Siege and Storm (Grisha, book two)
By Leigh Bardugo
Published 2013 by Henry Holt and Co.
WARNING: There may be spoilers for book one ahead. To read my review of that title, go here.
Alina is living a completely different life than she had just a few short months ago. Hunted and on the run because of her tremendous powers, Alina wishes only to make a life with Mal. Things are not so simple, though, and it isn't long before the Darkling emerges once again, threatening Alina and everything she holds dear.
After being initially reluctant to read the first book, I devoured it and eagerly anticipated book two's release. I knew this would be one of the first ARCs to disappear from the publisher's booth at TLA so I was unsurprised but still disappointed when I didn't manage to snag one. And so I waited for the release date, knowing my name was at the top of the holds list.
One of the things I loved most about the first book was the worldbuilding, and I think Bardugo has continued to do that extremely well in book two. Readers are given more knowledge about the world of Ravka and the magic that inhabits it throughout this story, while also following Alina and Mal and their struggles to escape from the Darkling and protect their country. In book one, I found Alina to be sometimes annoying, but I really loved the direction her character took in this story. I love that Bardugo has aligned her so closely with the Darkling, leaving readers to question whether or not they should really be rooting for her. I was disappointed in the melodrama surrounding Alina and Mal's relationship - there were a number of times where it seemed like a simple apology or explanation would have cleared the air between the two but they were both too stubborn or obtuse to realize it. It was a bit frustrating watching their relationship and its seemingly invented stumbling blocks.

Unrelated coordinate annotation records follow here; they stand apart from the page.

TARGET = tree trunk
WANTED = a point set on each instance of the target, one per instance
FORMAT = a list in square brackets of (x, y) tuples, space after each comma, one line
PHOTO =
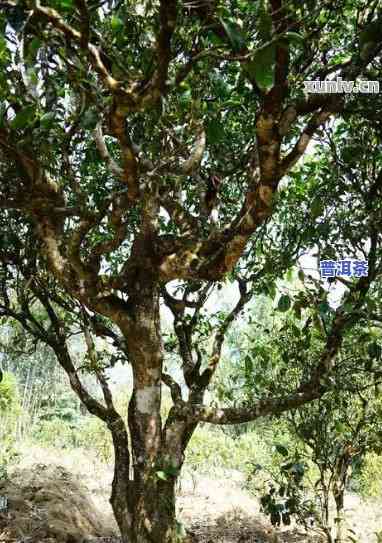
[(339, 498), (151, 500)]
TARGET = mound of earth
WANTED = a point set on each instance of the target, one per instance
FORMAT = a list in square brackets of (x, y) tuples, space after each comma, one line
[(47, 504)]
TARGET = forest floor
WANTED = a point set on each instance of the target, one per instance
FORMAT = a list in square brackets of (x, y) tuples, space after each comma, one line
[(61, 497)]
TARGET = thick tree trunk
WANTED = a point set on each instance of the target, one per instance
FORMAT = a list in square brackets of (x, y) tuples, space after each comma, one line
[(151, 501)]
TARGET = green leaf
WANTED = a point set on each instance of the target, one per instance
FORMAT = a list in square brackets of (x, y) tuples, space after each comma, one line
[(215, 131), (24, 117), (162, 475), (248, 365), (281, 449), (294, 37), (284, 303), (323, 308), (47, 120), (234, 33), (265, 24), (316, 208), (262, 67), (66, 4), (116, 23), (33, 47), (374, 350)]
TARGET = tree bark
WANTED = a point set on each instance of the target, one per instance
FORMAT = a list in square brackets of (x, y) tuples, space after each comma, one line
[(152, 492)]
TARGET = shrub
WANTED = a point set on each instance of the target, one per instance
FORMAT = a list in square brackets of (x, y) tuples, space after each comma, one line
[(370, 478)]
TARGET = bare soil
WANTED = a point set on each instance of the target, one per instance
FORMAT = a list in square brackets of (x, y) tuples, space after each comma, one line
[(61, 497)]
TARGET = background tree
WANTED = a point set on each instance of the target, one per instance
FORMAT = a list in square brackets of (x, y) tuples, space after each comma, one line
[(144, 143)]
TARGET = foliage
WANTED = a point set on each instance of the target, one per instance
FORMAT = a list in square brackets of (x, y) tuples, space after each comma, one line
[(370, 476), (9, 395)]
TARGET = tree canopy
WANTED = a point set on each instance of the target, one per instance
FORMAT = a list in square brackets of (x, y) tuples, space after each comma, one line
[(154, 150)]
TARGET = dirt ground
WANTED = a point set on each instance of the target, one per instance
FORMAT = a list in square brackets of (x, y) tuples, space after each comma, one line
[(61, 497)]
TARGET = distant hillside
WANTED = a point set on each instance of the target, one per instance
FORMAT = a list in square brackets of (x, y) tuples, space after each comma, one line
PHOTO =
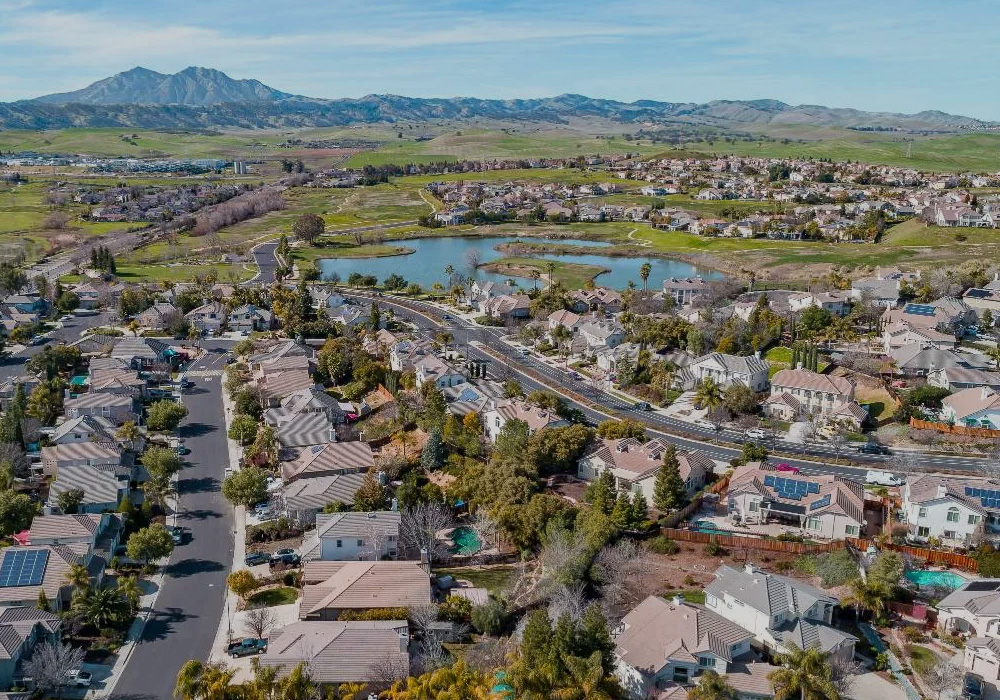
[(192, 87), (206, 98)]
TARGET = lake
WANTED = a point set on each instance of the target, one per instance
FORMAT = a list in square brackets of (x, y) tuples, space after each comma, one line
[(431, 256)]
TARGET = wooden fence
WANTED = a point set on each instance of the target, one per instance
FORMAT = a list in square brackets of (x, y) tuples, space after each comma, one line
[(954, 429)]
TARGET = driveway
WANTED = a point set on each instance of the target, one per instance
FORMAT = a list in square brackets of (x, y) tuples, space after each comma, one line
[(190, 605)]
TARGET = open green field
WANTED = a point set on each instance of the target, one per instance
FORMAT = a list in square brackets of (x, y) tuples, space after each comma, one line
[(978, 152)]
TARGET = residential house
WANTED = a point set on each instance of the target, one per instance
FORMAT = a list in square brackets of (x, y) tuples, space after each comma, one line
[(22, 629), (208, 318), (957, 511), (726, 370), (508, 308), (431, 369), (974, 408), (159, 316), (662, 644), (822, 505), (635, 465), (778, 611), (958, 378), (334, 586), (304, 499), (249, 318), (329, 459), (115, 408), (684, 291), (537, 418), (797, 394), (368, 536), (340, 652)]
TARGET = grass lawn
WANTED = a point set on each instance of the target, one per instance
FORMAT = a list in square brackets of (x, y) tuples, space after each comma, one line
[(571, 275), (493, 580), (283, 595)]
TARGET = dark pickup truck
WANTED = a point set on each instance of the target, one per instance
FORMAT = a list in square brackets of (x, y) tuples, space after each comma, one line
[(247, 647)]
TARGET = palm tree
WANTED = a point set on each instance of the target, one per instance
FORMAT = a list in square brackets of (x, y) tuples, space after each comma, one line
[(78, 577), (868, 597), (708, 394), (129, 589), (806, 673), (644, 275), (712, 686), (100, 607)]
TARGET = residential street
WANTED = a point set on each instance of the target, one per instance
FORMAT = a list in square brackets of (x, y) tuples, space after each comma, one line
[(187, 612)]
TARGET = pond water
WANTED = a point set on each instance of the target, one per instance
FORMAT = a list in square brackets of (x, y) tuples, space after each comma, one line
[(431, 256)]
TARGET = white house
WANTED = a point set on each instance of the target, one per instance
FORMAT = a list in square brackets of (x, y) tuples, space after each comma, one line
[(725, 370), (778, 610), (354, 537), (957, 511)]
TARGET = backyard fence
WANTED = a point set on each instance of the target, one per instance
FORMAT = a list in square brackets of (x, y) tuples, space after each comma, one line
[(954, 429)]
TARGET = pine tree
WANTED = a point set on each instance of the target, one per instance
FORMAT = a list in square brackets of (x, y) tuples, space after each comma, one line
[(668, 491)]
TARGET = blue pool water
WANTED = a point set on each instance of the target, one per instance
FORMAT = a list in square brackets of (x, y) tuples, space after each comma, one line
[(943, 579)]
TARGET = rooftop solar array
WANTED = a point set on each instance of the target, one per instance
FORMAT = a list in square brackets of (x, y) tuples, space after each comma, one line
[(989, 498), (820, 503), (23, 567), (919, 309), (791, 489)]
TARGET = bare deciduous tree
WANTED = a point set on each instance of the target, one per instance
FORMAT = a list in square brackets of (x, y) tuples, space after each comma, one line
[(50, 665), (259, 621), (420, 526)]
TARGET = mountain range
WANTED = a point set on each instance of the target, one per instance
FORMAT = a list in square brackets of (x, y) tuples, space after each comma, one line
[(202, 98)]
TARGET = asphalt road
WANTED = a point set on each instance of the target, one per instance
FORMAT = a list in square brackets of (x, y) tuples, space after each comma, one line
[(684, 434), (13, 365), (190, 604)]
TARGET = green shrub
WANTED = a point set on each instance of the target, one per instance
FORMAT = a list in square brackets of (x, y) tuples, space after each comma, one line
[(662, 545)]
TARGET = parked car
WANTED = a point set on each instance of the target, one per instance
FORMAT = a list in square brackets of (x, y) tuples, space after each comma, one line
[(255, 558), (873, 448), (79, 678), (247, 647)]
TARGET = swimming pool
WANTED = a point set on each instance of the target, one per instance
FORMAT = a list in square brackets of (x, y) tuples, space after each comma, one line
[(941, 579), (466, 541)]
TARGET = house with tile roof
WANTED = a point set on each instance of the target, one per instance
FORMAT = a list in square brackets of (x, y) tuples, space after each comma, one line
[(958, 511), (304, 499), (822, 505), (635, 465), (329, 459), (354, 537), (22, 628), (537, 418), (334, 586), (725, 370), (778, 611), (340, 652), (662, 645)]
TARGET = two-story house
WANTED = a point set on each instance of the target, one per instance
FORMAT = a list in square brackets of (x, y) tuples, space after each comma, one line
[(778, 611)]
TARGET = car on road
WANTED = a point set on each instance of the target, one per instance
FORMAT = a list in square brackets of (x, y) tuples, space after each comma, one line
[(255, 558), (79, 678), (873, 448), (786, 467), (247, 647), (176, 534)]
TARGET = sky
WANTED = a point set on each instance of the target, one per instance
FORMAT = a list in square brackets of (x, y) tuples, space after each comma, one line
[(879, 55)]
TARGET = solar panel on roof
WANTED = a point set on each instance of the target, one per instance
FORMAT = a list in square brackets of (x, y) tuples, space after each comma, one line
[(23, 567)]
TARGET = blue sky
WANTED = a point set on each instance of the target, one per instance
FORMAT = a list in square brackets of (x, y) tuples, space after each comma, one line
[(886, 55)]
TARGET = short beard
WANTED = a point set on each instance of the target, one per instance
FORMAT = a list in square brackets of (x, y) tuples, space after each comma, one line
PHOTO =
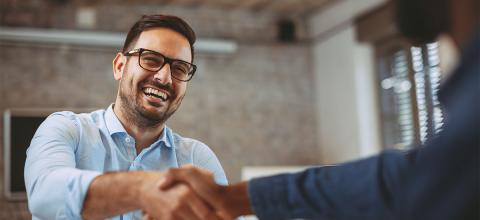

There is a lot of action in this book, which I think keeps it moving along at a fairly quick pace, though I did find some of the bits without action scenes to drag a little. I loved the introduction of Sturmhond - what a fantastic character! I don't know how Bardugo does it - keeping me interested in all my old favorites and enticing me with new ones. Sturmhond provides a lot of the comedy in this book and I think it works really well here - I nearly always enjoy some humor mixed in with my dark adventures.
I also loved Bardugo's further exploration of religion in this book. I thought it was really well-done and thought-provoking, and provided even more issues for Alina to deal with. I think this is a brilliant series and I cannot wait for book three. I'm expecting it to be absolutely fantastic.